The region is also likely to receive an “underweight”, or at best, a “neutral” ranking from fund houses moving into 2016.
Aman Dhingra, executive director at Coutts, told Fund Selector Asia recently that high valuations and political uncertainty in markets such as Malaysia and Thailand makes ASEAN an unattractive region. He noted that the firm is broadly overweight only in Singapore.
OCBC’s wealth management group has meanwhile moved from being cautious to neutral for ASEAN. The lender noted that it is open to reviewing and adding on core strategies for this region.
In a disclosure this week, Nikko Asset Management revealed that it would maintain its underweight position for ASEAN markets. The firm noted that unstable political landscapes, deteriorating terms of trade and political inaction are among the key risks characterising ASEAN.
“We are seeing rising credit quality risks across a number of ASEAN countries and we do not believe this has been fully reflected in valuations. Indonesia’s recent efforts to support growth are encouraging but they stop short of more significant reforms, something we believe is difficult given the current political make-up,” the firm said.
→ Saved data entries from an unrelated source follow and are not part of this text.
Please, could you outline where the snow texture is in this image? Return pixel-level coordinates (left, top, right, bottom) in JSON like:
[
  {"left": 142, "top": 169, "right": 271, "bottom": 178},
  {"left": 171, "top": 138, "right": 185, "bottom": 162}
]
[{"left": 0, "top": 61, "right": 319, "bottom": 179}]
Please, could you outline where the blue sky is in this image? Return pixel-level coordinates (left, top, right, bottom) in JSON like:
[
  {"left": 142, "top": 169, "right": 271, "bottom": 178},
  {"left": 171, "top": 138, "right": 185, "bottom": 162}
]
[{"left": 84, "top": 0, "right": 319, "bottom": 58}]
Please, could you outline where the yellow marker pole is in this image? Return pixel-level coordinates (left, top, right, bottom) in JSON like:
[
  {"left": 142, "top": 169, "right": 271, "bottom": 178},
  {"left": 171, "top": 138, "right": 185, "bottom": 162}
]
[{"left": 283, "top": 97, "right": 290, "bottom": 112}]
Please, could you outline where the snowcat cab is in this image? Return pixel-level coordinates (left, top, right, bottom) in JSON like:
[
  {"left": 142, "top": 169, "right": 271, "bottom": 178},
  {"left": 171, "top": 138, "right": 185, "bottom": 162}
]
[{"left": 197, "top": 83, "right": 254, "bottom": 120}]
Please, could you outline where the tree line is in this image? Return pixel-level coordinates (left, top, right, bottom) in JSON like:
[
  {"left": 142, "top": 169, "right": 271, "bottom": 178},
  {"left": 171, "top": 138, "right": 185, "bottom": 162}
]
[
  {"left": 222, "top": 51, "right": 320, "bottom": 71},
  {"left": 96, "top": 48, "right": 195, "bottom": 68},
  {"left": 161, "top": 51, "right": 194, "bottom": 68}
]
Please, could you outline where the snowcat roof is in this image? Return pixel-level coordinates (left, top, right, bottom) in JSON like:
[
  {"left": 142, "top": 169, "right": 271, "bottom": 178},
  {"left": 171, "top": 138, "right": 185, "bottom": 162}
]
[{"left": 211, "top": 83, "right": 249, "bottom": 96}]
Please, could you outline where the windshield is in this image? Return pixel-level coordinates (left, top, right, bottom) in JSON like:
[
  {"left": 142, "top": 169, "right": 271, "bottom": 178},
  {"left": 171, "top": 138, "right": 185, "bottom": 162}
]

"We are seeing rising credit quality risks across a number of ASEAN countries and we do not believe this has been fully reflected in valuations."
The slowdown in property and heavy industries in China has contributed to a sharp fall in global commodity prices. The countries in ASEAN being hit hardest have been the region’s two main commodity exporters, Indonesia and Malaysia.
BlackRock noted earlier this month that these two countries have the most exposure to further weakness in the commodity cycle and structural concerns have caused the firm to realign its holdings in the ASEAN region.
“One part of the region particularly sensitive to rates and further weakness in the commodity cycle is Southeast Asia where we see Malaysia and Indonesia as the most exposed to these headwinds,” Andrew Swan, BlackRock’s head of equities said.
Swan disclosed that BlackRock has tilted towards Thailand and decreased its exposure to Indonesia. The firm also noted that Singapore sensitivity to rate rises and its exposure to regional forces means that it is not a preferred play in the region.